Параллельно с приготовлениями велись и переговоры. Суворов не возлагал на них большой надежды; двукратное отступление Русских от Измаила в прошлом и нынешнем годах ободрили Турок и давали им надежду на такой же исход и третьей попытки. Но без переговоров обойтись было невозможно по понятной причине, тем более, что они давали время на штурмовые приготовления.

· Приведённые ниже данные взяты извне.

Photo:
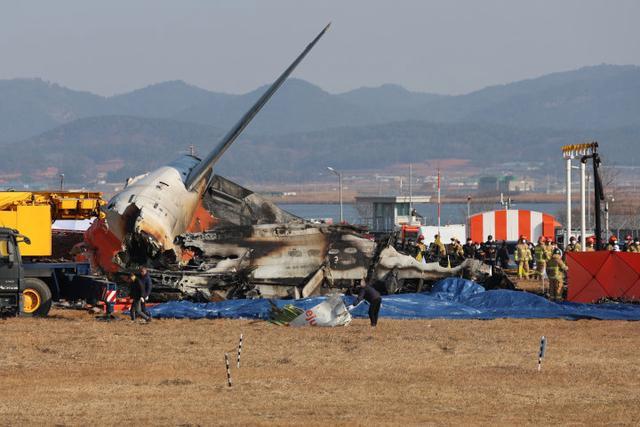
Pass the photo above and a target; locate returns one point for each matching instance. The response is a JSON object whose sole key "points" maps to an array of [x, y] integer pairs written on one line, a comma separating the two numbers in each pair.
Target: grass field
{"points": [[72, 370]]}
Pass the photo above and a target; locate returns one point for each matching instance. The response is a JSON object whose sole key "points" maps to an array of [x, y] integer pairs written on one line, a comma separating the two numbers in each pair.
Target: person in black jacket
{"points": [[469, 248], [136, 292], [147, 286], [503, 256], [369, 294]]}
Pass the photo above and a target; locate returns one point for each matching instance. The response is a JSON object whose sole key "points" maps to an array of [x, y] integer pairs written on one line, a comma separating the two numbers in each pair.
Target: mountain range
{"points": [[304, 127]]}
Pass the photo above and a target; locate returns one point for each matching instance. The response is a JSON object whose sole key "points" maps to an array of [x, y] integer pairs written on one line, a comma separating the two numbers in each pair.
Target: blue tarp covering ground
{"points": [[451, 298]]}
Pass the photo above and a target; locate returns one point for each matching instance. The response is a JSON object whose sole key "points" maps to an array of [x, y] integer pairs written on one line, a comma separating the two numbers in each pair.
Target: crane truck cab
{"points": [[19, 295]]}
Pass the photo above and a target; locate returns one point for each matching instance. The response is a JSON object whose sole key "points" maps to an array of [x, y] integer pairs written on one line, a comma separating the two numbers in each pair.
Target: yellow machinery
{"points": [[25, 220], [32, 212]]}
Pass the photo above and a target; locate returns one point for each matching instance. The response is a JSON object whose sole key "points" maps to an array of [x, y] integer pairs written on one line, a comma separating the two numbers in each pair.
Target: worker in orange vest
{"points": [[555, 270], [522, 256]]}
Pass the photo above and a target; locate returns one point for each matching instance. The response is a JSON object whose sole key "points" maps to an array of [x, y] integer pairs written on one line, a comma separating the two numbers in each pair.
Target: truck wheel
{"points": [[36, 298]]}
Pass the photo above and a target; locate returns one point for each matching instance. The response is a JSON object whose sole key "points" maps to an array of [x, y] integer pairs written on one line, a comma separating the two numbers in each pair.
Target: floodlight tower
{"points": [[586, 151], [568, 156]]}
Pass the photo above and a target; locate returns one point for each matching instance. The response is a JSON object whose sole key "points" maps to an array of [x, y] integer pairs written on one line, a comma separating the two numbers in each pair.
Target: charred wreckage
{"points": [[204, 237]]}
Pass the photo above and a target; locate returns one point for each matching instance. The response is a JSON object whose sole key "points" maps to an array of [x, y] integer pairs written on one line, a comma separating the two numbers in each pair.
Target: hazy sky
{"points": [[453, 47]]}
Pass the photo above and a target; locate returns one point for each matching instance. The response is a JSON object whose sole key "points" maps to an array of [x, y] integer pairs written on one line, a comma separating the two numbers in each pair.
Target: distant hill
{"points": [[298, 106], [164, 100], [31, 106], [390, 101], [598, 97], [79, 148]]}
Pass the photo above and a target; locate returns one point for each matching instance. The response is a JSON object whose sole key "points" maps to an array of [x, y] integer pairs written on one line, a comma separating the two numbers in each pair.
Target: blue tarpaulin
{"points": [[451, 298]]}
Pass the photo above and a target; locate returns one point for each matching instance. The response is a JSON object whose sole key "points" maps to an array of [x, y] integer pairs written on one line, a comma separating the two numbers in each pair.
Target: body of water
{"points": [[451, 213]]}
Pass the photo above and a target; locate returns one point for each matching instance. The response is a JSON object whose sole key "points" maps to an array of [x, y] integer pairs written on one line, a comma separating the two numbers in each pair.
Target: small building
{"points": [[387, 212]]}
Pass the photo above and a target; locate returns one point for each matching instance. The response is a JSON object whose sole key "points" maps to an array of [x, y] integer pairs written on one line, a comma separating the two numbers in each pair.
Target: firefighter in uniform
{"points": [[548, 247], [469, 249], [456, 249], [542, 256], [573, 246], [555, 270], [489, 250], [437, 249], [522, 255], [628, 241]]}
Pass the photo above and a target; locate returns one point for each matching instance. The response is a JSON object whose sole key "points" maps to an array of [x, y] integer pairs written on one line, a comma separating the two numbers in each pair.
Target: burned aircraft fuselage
{"points": [[143, 220]]}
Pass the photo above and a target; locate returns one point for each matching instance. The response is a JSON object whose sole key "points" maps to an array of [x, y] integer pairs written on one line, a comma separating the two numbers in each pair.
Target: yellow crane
{"points": [[26, 218]]}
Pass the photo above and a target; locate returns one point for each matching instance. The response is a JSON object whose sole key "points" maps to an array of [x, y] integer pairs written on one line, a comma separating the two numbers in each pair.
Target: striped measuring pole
{"points": [[226, 361], [239, 350], [543, 348]]}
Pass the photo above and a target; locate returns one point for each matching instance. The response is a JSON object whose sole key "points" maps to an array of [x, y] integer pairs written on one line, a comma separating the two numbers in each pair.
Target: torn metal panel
{"points": [[233, 204], [408, 267]]}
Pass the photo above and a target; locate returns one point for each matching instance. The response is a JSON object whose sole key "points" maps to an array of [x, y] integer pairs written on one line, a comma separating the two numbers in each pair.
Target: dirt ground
{"points": [[70, 369]]}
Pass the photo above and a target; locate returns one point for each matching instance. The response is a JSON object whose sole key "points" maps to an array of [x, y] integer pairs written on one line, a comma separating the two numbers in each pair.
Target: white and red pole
{"points": [[438, 200]]}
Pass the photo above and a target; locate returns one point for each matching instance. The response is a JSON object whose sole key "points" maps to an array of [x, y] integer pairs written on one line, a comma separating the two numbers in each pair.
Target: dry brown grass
{"points": [[73, 370]]}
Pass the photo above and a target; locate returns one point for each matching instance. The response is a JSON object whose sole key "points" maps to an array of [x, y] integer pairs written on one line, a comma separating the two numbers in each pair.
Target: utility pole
{"points": [[583, 216], [468, 216], [410, 187], [438, 200]]}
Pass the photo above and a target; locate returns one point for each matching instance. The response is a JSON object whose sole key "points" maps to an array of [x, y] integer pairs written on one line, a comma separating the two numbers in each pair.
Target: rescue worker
{"points": [[370, 295], [555, 270], [531, 257], [628, 242], [522, 255], [420, 249], [490, 250], [469, 248], [541, 256], [457, 252], [136, 292], [147, 286], [437, 250], [502, 256], [573, 246], [548, 246]]}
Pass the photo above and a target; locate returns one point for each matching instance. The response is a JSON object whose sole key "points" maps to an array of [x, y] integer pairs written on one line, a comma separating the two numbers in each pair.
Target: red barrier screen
{"points": [[595, 275]]}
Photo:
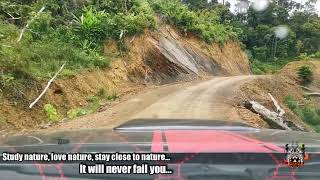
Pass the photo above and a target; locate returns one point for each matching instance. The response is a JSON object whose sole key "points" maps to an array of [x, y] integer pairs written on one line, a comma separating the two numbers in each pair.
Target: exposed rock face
{"points": [[165, 56], [159, 57]]}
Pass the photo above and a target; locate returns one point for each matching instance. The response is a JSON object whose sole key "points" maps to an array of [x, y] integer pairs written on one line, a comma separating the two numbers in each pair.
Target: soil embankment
{"points": [[155, 58]]}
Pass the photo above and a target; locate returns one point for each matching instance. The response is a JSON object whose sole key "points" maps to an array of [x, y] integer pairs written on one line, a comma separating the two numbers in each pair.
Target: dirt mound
{"points": [[281, 85], [154, 58]]}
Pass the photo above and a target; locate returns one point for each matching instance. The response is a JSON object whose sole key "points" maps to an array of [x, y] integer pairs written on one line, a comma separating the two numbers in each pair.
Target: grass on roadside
{"points": [[94, 103], [269, 67], [308, 113]]}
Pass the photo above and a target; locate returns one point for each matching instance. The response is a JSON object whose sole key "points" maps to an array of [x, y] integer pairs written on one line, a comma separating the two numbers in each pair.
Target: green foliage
{"points": [[3, 121], [94, 103], [7, 80], [316, 55], [305, 74], [206, 23], [51, 112], [78, 112], [307, 113], [259, 35]]}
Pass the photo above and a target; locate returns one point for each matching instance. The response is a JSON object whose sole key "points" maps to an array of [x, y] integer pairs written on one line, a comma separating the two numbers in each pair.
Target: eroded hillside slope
{"points": [[154, 58]]}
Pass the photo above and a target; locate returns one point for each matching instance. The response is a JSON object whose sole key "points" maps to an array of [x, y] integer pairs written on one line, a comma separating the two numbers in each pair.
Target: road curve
{"points": [[206, 100]]}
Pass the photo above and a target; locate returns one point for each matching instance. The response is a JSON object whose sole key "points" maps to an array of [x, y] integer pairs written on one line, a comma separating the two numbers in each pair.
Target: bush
{"points": [[305, 74], [205, 24], [51, 112]]}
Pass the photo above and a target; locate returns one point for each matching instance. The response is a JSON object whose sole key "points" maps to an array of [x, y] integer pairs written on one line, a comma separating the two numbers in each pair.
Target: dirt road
{"points": [[211, 99]]}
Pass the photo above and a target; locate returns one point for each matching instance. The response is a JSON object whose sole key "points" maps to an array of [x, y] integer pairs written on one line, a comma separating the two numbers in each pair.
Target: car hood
{"points": [[174, 136]]}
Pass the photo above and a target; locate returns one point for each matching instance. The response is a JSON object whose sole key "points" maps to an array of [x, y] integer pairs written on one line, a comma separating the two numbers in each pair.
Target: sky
{"points": [[233, 2]]}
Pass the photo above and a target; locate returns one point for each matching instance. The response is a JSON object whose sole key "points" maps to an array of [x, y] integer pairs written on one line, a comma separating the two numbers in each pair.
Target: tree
{"points": [[200, 4]]}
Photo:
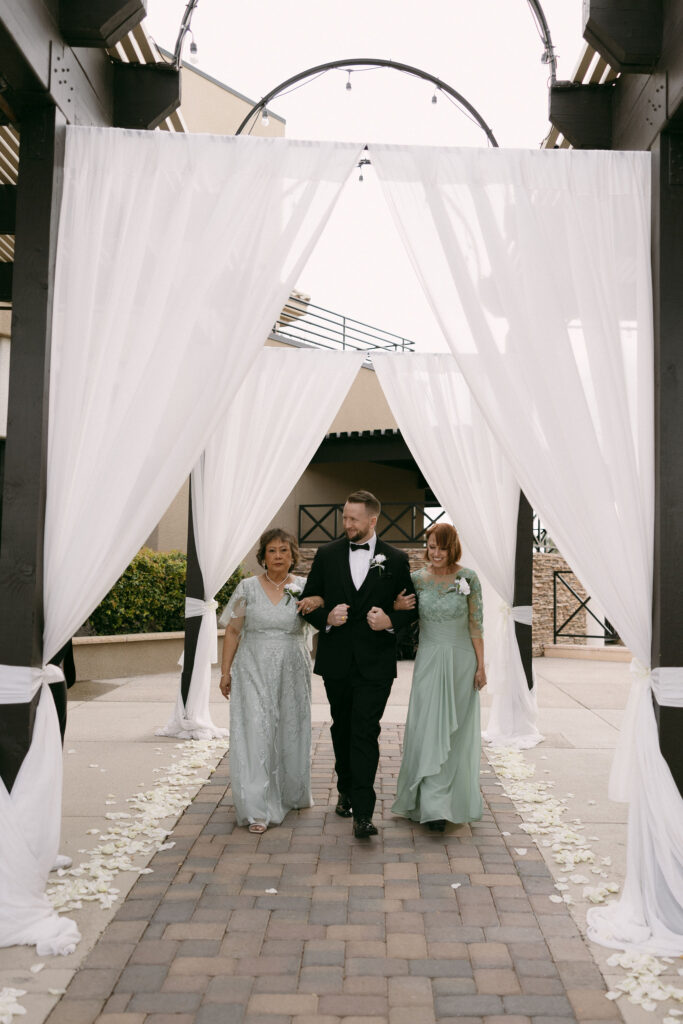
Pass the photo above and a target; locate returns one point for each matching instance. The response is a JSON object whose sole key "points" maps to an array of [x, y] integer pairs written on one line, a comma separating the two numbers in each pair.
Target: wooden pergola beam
{"points": [[583, 114], [627, 33], [98, 23], [38, 66]]}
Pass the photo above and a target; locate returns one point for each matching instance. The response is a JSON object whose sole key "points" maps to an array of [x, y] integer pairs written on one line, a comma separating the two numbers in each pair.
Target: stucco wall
{"points": [[210, 107]]}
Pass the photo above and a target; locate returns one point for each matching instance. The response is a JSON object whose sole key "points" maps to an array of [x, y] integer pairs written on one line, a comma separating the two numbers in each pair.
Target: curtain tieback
{"points": [[19, 683], [519, 612], [666, 682], [196, 606]]}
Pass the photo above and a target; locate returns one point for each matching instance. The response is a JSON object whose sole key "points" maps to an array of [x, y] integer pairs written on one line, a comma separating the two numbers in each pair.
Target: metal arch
{"points": [[549, 51], [373, 62], [182, 32]]}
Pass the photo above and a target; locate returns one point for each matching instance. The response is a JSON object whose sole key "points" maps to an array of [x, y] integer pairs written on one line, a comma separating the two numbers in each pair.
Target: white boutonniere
{"points": [[461, 586], [292, 590]]}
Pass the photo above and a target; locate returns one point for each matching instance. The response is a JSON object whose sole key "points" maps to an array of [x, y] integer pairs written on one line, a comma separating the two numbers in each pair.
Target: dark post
{"points": [[668, 273], [524, 581], [38, 196], [194, 588]]}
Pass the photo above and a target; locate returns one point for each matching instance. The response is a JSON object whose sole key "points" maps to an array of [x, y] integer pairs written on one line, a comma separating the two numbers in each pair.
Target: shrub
{"points": [[150, 597]]}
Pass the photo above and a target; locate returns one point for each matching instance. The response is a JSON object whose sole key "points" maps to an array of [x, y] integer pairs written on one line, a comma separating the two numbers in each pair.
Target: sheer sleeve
{"points": [[475, 608], [236, 609]]}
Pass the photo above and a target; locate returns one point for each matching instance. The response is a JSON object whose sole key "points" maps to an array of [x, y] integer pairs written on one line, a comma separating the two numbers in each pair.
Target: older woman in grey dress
{"points": [[265, 674]]}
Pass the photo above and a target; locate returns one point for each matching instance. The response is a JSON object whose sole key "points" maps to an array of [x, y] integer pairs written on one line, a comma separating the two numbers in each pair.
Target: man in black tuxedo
{"points": [[357, 577]]}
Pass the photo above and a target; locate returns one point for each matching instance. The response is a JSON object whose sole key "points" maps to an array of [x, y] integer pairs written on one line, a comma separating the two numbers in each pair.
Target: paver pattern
{"points": [[364, 932]]}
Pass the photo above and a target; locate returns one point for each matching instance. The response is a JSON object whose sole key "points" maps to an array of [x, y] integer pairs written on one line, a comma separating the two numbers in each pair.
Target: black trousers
{"points": [[356, 706]]}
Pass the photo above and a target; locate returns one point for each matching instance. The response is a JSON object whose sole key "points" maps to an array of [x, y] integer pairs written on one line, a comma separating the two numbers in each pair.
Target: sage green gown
{"points": [[439, 772]]}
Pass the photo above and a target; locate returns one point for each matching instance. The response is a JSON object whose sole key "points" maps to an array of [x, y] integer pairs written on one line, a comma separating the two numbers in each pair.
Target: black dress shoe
{"points": [[343, 808], [364, 828]]}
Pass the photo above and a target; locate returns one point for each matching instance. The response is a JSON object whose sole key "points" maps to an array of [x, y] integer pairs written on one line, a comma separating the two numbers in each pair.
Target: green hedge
{"points": [[150, 597]]}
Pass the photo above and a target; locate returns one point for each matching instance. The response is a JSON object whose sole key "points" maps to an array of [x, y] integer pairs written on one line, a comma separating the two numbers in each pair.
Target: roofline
{"points": [[221, 85]]}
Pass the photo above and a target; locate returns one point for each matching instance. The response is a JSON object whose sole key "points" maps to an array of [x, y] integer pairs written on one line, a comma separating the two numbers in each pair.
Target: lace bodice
{"points": [[251, 610], [439, 601]]}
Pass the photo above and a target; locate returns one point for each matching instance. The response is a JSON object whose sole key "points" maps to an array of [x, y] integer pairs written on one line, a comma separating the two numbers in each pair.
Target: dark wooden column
{"points": [[194, 588], [524, 581], [668, 275], [39, 192]]}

Еще 1 декабря Рибас получил от Потемкина письмо на имя измаильского сераскира, которое следовало передать по прибытии Суворова. Потемкин предлагал сдать крепость во избежание кровопролития, обещая отпустить войска и жителей за Дунай с их имением, грозил иначе участью Очакова и в заключение сообщал, что для исполнения назначен генерал граф Суворов. Письмо это было послано в Измаил 7 декабря, в 2 часа дня, так как только 5 числа возвратились к Измаилу войска генерал-поручика Потемкина и лишь 6 числа прибыл назначенный Суворовым отряд из-под Галаца, Вместе с письмом главнокомандующего, Суворов послал и свое, почти такого же содержания, дав сроку на ответ 24 часа; кроме того он приложил дополнительную или, лучше сказать пояснительную, записку. Записка эта отличалась от первой, строго-официальной, чисто-Суворовским складом речи, и содержала в себе следующие немногие слова: «Сераскиру, старшинам и всему обществу. Я с войсками сюда прибыл. Двадцать четыре часа на размышление — воля; первый мой выстрел — уже неволя; штурм — смерть. Что оставляю вам на рассмотрение». Один из подручных пашей, принимавший это послание, разговорился с посланным офицером, знавшим турецкий язык, и между прочим сказал ему: «скорее Дунай остановится в своем течении и небо упадет на землю, чем сдастся Измаил». Сераскир же отвечал на другой день, к вечеру. Он прислал довольно длинное письмо, сущность которого состояла в отказе, если не будет разрешено послать двух человек к визирю за повелением, если не дадут сроку 10 дней вместо 24 часов и не заключат на это время перемирие. Очевидно Турки хотели затянуть дело; это было бы чистым для них выигрышем, при позднем сезоне и недостатке всего нужного в русском лагере, и такой прием удавался им не раз. Но они имели теперь дело не с Потемкиным и не с принцем Кобургским. Понимая это, сераскир прислал парламентера и 9 числа, как будто за ответом: ему не хотелось считать дело безвозвратно оконченным. Суворов отвечал словесно, что если в тот же день не будет выставлено белое знамя, то последует штурм, и никто не получит пощады. Белое знамя не показывалось, участь Измаила была решена 14.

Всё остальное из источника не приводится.